Hydrogen is the simplest and most abundant element in the universe. Hydrogen can be produced from a wide variety of domestic resources using a number of different technologies. Fuel cells harness the chemical energy of hydrogen to generate electricity without combustion or pollution.

Fill vehicle fuel tanks with it instead of gasoline. Pipe it to homes for heating and cooking instead of natural gas and to generate electricity on site instead of sending electricity through transmission lines. And emit only water vapor where it is used. Fuel cells that electrochemically combine hydrogen and oxygen to produce electricity and heat offer the promise of making hydrogen an ideal universal fuel. Make that an ideal energy carrier rather than a fuel, because while hydrogen does grow on trees and fall with the rain, it does not occur naturally by itself. It cannot be mined or harvested. But other energy sources can be used to make hydrogen, and then the hydrogen transported or stored for use where and when needed.

And now let's look at the reality:

Hydrogen, at about 18 atomic percentage, is the most common element in the earth's crust. However, due to its low density, this corresponds to less than 1 wt percentage, placing hydrogen 9th in order of occurrence by mass. Hydrogen does not occur to any significant extent on earth in its elemental form, although it is vastly more commonplace in outer space.

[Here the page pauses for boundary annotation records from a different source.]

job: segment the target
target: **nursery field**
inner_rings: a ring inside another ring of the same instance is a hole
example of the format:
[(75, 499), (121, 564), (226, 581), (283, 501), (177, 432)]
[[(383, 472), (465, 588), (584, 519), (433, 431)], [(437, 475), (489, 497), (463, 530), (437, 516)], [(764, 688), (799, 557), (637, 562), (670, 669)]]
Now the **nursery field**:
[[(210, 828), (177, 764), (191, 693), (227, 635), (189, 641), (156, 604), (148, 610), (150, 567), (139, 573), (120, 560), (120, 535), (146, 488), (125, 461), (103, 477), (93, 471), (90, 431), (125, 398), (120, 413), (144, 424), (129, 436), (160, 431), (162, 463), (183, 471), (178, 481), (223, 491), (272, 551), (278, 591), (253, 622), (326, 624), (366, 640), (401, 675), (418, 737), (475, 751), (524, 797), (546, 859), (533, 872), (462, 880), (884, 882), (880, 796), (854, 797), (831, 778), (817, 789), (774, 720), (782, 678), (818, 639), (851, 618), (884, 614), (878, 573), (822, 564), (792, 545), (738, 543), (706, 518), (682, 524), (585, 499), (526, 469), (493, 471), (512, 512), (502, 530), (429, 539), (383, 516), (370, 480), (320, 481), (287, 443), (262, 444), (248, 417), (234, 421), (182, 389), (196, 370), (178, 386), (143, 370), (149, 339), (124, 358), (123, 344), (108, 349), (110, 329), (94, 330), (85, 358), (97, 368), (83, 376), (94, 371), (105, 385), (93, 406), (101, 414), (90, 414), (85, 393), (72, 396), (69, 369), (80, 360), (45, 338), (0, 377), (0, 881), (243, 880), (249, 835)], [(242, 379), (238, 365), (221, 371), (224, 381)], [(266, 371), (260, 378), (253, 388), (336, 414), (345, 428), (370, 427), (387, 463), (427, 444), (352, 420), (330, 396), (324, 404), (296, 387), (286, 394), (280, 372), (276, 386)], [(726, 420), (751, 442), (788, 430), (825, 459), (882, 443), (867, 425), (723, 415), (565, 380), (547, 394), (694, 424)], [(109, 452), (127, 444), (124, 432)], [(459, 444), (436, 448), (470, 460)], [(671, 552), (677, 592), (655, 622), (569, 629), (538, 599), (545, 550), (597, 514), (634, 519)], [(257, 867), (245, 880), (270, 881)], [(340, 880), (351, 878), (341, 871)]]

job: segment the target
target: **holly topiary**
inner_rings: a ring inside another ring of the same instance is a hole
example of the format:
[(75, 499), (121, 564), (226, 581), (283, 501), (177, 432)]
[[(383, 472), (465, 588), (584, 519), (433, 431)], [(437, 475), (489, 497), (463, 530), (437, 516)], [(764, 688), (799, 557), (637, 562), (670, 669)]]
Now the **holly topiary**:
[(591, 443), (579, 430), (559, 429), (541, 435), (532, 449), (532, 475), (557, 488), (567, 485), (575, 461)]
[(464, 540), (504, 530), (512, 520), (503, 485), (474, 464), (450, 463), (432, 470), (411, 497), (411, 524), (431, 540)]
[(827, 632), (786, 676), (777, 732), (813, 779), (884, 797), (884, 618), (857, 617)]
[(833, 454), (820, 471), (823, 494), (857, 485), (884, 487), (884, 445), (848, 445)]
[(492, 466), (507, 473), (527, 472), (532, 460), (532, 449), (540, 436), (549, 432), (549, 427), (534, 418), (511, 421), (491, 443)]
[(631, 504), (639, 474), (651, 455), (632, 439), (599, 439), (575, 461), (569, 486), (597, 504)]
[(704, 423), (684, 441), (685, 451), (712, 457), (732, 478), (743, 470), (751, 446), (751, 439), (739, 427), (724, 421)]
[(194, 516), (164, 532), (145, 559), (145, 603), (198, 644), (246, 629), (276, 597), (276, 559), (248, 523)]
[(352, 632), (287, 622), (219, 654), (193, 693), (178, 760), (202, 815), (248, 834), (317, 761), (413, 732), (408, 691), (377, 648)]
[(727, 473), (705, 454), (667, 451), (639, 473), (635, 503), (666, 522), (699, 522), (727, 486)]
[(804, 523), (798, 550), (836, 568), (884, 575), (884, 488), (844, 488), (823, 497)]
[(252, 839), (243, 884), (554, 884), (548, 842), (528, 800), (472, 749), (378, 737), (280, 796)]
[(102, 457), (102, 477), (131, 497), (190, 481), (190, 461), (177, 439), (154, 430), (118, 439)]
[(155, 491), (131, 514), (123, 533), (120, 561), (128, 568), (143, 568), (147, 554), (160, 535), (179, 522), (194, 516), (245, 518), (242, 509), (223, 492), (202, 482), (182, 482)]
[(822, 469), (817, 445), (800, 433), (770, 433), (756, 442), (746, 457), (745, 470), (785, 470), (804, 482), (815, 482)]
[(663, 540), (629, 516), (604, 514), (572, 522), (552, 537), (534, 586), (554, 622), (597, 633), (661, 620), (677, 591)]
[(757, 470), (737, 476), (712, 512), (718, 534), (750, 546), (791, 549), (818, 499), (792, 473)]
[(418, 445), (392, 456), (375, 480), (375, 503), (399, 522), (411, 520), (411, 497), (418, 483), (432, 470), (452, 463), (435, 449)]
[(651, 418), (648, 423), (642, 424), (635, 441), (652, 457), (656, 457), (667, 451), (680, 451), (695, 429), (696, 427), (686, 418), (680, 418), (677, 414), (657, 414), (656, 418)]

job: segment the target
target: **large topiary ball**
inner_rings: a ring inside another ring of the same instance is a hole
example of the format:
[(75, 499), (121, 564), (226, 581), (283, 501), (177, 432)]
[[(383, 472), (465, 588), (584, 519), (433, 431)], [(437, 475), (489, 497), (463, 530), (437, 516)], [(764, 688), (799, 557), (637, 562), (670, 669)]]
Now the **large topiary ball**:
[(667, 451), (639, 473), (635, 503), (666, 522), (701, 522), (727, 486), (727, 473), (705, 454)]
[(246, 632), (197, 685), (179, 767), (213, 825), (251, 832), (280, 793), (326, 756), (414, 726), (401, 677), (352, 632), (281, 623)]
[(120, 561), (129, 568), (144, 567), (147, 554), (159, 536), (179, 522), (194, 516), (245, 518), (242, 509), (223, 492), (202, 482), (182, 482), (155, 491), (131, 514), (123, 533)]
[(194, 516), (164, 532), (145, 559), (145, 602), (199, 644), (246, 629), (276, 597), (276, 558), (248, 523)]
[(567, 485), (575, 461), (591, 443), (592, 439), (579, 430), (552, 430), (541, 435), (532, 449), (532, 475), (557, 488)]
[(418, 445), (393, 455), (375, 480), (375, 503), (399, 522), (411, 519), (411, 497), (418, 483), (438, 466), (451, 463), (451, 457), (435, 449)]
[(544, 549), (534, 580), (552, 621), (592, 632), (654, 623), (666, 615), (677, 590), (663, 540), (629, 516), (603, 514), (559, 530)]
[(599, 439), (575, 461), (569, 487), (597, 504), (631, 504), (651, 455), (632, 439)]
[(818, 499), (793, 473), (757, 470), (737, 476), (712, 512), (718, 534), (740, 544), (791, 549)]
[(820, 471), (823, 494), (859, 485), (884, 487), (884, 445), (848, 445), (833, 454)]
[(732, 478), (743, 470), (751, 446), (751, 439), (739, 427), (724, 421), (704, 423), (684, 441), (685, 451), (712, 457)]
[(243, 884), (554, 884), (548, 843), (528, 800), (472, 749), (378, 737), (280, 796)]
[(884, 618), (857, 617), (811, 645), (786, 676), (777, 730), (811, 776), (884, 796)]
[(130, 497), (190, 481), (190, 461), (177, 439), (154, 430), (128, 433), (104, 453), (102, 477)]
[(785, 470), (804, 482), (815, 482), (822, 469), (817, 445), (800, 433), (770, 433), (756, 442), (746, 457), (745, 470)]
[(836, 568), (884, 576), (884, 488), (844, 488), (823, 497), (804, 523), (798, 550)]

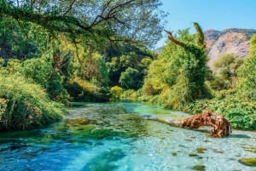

Hydrogen does not occur naturally in the free, elemental state and is therefore not readily available. It is always present as water (H2O), as hydrocarbons (mostly alkanes, CNH2N+2) and a few other compounds. Dry coals contain about 4-6 wt% of hydrogen, compared to about 12.5 wt% in gasoline. Hydrogen is therefore a secondary energy source like electricity. It must first be extracted from those materials in which it occurs. In all cases, this requires a substantial investment of energy - energy that today must be obtained from another, typically non-renewable and 'dirty' source such as oil or coal.

Most hydrogen production today is by steam reforming natural gas. But natural gas is already a good fuel and one that is rapidly becoming scarcer and more expensive. It is also a fossil fuel, so the carbon dioxide released in the reformation process adds to the greenhouse effect. Hydrogen has very high energy for its weight, but very low energy for its volume, so new technology is needed to store and transport it. And fuel cell technology is still in early development, needing improvements in efficiency and durability.

Hydrogen has a very low volumetric energy density (energy content per unit volume), whether as liquid, gas or compressed gas or even when absorbed on or in any of the materials that have been proposed for its storage. The liquid must also be cooled (at very high energy cost), stored and transported at cryogenic temperatures. These factors raise major engineering issues in storage and transportation. The chemical and petroleum industries mostly use hydrogen close to where it is made. Thus, transportation issues seldom arise and the hydrogen is treated and evaluated economically as just another commodity chemical.

Because of its low energy density, considerable energy must be used, not only to manufacture, but also to compress and/or store hydrogen and to move it through pipelines at high pressure. When all energy requirements are considered, much more energy is required to make and deliver hydrogen than can be recovered from it.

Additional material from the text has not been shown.